Video: Sex abuse lawsuits lead to bankruptcy

updated 7/7/2004 11:19:22 AM ET 2004-07-07T15:19:22

Being molested by a priest left James Devereaux with nobody to confess to. What he could not find at the confessional as a boy, Devereaux hoped he would find in court as a man.

But just as Devereaux and his lawyer were preparing to sue the late Rev. Maurice Grammond, the Portland Archdiocese announced it was filing for bankruptcy.

The archdiocese took action because of the steep costs from clergy sex abuse lawsuits, halting the trial of a lawsuit against Grammond, accused of sexually abusing more than 50 boys in the 1980s.

Devereaux said he would persevere despite the Chapter 11 bankruptcy filing, an unprecedented step that could open the Roman Catholic archdiocese to new levels of court scrutiny.
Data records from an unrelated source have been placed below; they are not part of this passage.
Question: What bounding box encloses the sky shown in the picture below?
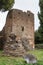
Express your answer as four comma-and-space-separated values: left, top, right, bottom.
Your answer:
0, 0, 40, 31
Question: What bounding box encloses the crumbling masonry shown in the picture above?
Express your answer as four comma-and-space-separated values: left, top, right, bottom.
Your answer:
1, 9, 34, 56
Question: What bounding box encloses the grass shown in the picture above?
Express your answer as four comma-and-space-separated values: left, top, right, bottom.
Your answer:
0, 49, 43, 65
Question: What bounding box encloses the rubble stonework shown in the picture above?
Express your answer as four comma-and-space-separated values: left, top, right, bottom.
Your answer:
4, 9, 34, 56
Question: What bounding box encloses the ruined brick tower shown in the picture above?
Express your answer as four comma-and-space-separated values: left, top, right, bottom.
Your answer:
4, 9, 34, 55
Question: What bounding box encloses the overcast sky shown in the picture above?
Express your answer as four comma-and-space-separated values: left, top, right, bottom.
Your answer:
0, 0, 39, 30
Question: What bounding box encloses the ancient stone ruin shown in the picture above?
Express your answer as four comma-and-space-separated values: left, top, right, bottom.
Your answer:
0, 9, 34, 56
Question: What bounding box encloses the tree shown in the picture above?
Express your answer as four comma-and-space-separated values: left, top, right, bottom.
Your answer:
38, 0, 43, 43
0, 0, 14, 11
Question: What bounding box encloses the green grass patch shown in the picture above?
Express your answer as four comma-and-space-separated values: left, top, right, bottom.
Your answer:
0, 49, 43, 65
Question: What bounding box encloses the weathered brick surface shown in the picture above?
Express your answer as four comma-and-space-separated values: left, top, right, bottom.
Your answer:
4, 9, 34, 55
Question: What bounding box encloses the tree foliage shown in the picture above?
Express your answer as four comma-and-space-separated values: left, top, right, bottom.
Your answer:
38, 0, 43, 42
0, 0, 14, 11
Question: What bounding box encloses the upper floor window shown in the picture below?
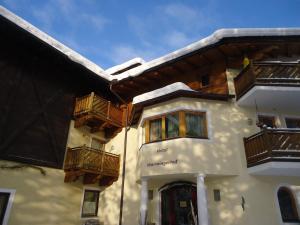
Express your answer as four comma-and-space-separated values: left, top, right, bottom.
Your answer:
81, 190, 100, 217
277, 187, 300, 223
150, 118, 162, 141
285, 118, 300, 128
91, 138, 104, 150
143, 111, 207, 143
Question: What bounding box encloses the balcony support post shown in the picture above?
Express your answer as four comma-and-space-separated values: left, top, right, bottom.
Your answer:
140, 178, 148, 225
196, 174, 209, 225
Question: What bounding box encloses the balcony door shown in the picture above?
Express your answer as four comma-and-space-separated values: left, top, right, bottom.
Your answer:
161, 183, 197, 225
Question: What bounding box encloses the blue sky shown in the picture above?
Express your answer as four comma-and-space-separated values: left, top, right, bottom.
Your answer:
0, 0, 300, 69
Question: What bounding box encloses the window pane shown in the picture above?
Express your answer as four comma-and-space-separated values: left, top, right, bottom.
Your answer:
185, 113, 206, 137
150, 119, 161, 141
0, 193, 10, 224
285, 118, 300, 128
166, 113, 179, 138
82, 191, 99, 217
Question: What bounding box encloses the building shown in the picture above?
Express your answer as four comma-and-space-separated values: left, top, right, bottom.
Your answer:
0, 4, 300, 225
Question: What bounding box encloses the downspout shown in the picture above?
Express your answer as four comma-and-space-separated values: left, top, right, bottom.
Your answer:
109, 80, 130, 225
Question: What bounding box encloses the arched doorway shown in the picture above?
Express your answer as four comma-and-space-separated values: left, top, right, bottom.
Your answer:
160, 182, 197, 225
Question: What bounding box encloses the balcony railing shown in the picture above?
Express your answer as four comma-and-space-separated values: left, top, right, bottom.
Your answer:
234, 62, 300, 99
64, 146, 120, 183
74, 92, 123, 131
244, 129, 300, 167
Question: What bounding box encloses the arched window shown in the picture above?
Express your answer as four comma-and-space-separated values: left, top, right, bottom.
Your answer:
277, 187, 300, 223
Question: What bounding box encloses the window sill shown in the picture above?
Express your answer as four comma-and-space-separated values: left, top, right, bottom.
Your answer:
143, 137, 209, 145
80, 216, 99, 220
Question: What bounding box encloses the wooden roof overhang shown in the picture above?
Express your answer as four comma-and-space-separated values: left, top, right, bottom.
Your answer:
113, 36, 300, 102
129, 90, 235, 125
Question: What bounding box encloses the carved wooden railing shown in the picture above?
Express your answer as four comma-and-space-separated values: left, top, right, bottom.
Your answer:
64, 146, 120, 177
74, 92, 123, 127
234, 62, 300, 99
244, 129, 300, 167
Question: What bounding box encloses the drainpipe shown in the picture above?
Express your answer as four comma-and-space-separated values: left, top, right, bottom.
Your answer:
109, 80, 130, 225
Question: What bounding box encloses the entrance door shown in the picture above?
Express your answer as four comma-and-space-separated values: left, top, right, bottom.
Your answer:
161, 183, 197, 225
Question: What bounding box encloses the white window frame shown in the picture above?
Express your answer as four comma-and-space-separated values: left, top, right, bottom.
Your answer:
0, 188, 16, 225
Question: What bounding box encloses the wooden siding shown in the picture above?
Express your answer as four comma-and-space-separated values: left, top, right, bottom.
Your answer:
234, 62, 300, 99
64, 146, 120, 186
244, 129, 300, 167
74, 92, 124, 138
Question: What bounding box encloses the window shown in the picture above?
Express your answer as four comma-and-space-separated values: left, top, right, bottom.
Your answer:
166, 113, 179, 138
285, 118, 300, 128
185, 113, 206, 137
91, 138, 104, 150
81, 190, 100, 217
277, 187, 300, 223
258, 115, 276, 128
150, 118, 162, 141
143, 111, 207, 143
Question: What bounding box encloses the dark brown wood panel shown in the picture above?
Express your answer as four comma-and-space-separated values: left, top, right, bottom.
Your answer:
0, 59, 75, 168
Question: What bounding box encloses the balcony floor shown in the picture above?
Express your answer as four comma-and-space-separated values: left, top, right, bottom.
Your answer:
248, 161, 300, 177
237, 85, 300, 112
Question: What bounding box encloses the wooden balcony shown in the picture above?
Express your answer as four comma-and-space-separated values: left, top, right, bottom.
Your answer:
64, 146, 120, 186
74, 92, 123, 138
244, 129, 300, 167
234, 62, 300, 99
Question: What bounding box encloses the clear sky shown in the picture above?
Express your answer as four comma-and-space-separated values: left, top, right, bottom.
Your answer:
0, 0, 300, 69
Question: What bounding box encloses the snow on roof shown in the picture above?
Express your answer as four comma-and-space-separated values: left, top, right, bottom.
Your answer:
0, 5, 113, 81
132, 82, 195, 104
105, 57, 145, 74
114, 28, 300, 81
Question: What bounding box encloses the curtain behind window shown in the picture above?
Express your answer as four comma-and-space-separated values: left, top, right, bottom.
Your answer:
150, 119, 162, 141
166, 113, 179, 138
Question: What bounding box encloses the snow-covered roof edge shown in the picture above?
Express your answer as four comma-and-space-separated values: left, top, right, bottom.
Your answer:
105, 57, 145, 74
114, 28, 300, 81
132, 82, 194, 105
0, 5, 112, 81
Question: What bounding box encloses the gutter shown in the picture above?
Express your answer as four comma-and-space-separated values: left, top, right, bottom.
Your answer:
109, 80, 130, 225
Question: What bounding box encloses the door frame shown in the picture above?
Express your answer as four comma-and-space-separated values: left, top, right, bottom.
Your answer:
157, 181, 198, 225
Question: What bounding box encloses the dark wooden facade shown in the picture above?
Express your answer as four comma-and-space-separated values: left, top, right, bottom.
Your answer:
0, 16, 116, 168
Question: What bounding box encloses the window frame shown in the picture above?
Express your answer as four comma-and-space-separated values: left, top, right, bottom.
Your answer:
0, 188, 16, 225
142, 109, 209, 144
283, 116, 300, 129
90, 137, 105, 151
80, 187, 101, 219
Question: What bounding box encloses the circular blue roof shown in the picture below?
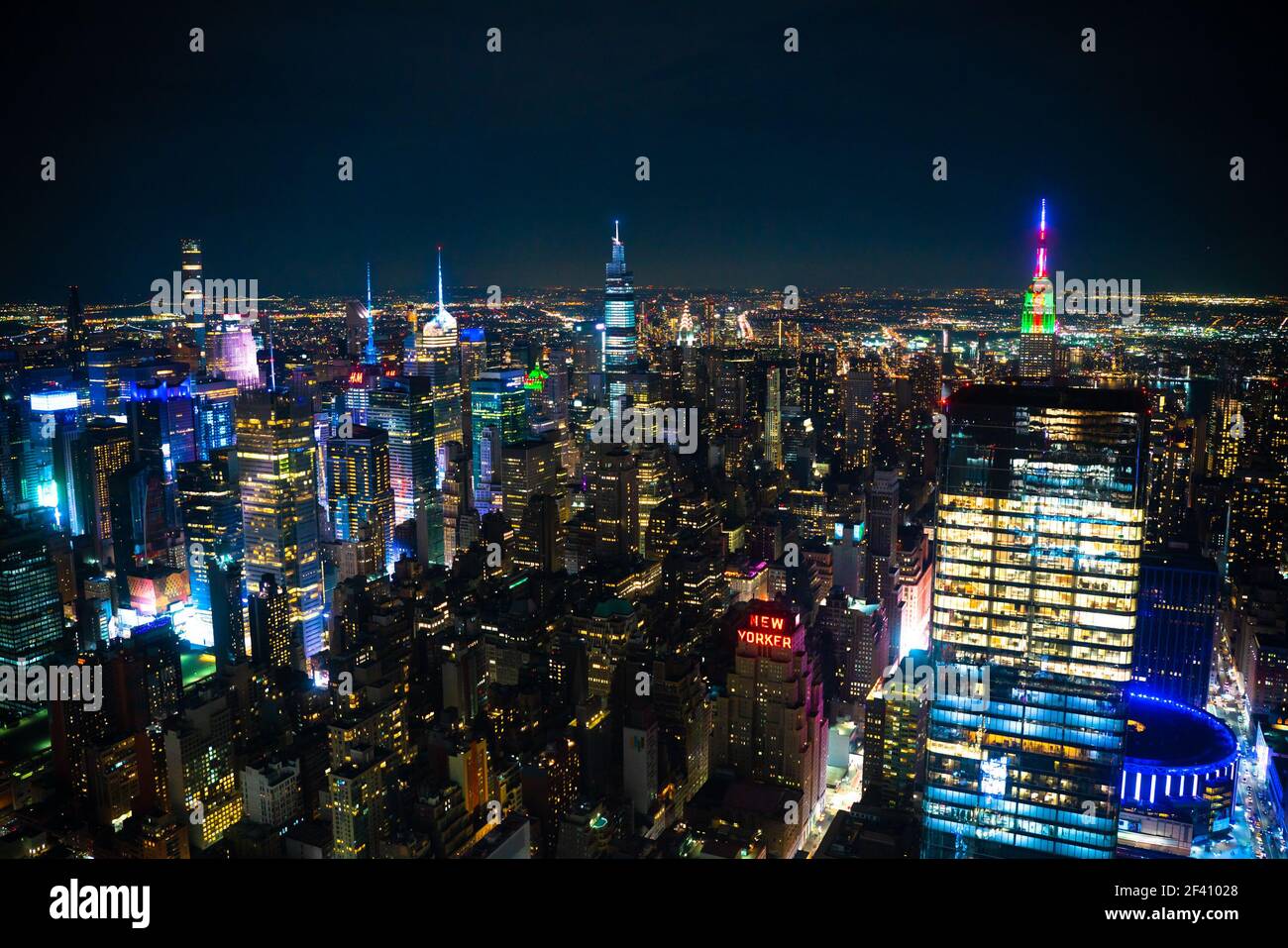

“We will continue our fight to finally get the archdiocese to accept the sin of its crimes,” said Devereaux, a 52-year-old rancher who said he was raped repeatedly by Grammond beginning in 1964 in the southern Oregon logging town of Oakridge.

“I had been taught as a child that God is Almighty,” he said, “and the priest is his representative.”

No other American diocese has filed for bankruptcy, though Boston threatened to do so at the height of the abuse crisis that erupted there two years ago. The Diocese of Tucson, Ariz., has said it will decide whether to seek court protection before an abuse trial there in September.

Plaintiffs in the two lawsuits involving Grammond have sought a total of more than $160 million.

The archdiocese and its insurers already have paid more than $53 million to settle more than 130 claims dating to 1950 by people who say they were abused by priests. Most of those lawsuits have been filed since 1999.

The bankruptcy filing includes claims against the diocese from 20 pending priest abuse lawsuits, ranging in amounts from $5.1 million to $135 million. It also includes what appears to be a $22.3 million bank loan.

The filing did not include a list of the archdiocese’s assets, which will be filed later.

Bud Bunce, spokesman for the 356,000-member archdiocese, said church operations will continue as usual.

“All the parishes will continue with their regular services,” Bunce said. “For the most part we anticipate the normal, everyday types of activities we do will continue.”

Chapter 11 bankruptcy frees an organization from the threat of creditors’ lawsuits while it reorganizes. However, it also could open church records to public scrutiny, and could require church leaders to cede some financial control to the courts.

Archbishop John G. Vlazny said the archdiocese tried to settle with the plaintiffs, but could not afford their offer.

“The pot of gold is pretty much empty right now,” Vlazny said.

Plaintiffs’ attorney David Slader countered that the church was simply trying to avoid the details of the lawsuits coming out in court. “The bishop hasn’t begun to touch his pot. He is lying,” Slader said.

“The archdiocese is one of the wealthiest corporations in Oregon,” Slader said. He said the archdiocese owns over $500 million in tax-assessed properties, and has many investments.

Bunce declined to disclose the value of church assets.

Grammond served as a priest throughout the state from 1950 to 1985, when he took sick leave. Allegations of sexual abuse against Grammond were first reported in 1991, but the charges didn’t become public until 1999 when a former altar boy sued him and the archdiocese. Grammond was suspended when he refused to fully cooperate in the church investigation.

In a deposition taken before his death, Grammond said, “I’d say these children abused me. They’d dive in my lap to get sexual excitement.”

The Archdiocese of Boston was flooded with hundreds of civil lawsuits and considered bankruptcy, but opted to sell church real estate worth millions to settle claims.

In the 1990s, the Archdiocese of Santa Fe, N.M., was brought to the brink of bankruptcy, and had to borrow from parish savings accounts to pay out millions of dollars because of abuse claims.

“Dozens of dioceses facing lawsuits for sexual abuse by priests threatened to file for bankruptcy, but none has gone this far. The threats to file have been calculated schemes by both defense attorneys and public relations officers,” said Barbara Blaine, president of the Chicago-based Survivors Network of those Abused by Priests.

Nationwide, abuse cases are known to have cost the church more than $650 million since 1950. Still, relatively few molestation lawsuits have gone to trial in the United States; many settle beforehand.

Bill Crane, who heads the Oregon chapter of the Survivors Network, said abuse is “like taking a nail out of a wall. The nail’s gone, but the hole is still there. It’s never going to go away.”

Crane, 38, said he moved to Oregon from Mendham, N.J., where he and his twin brother were molested as boys by the Rev. James Hanley.

“The Vatican needs to sell a few paintings if they think they can’t afford to pay for this,” he said.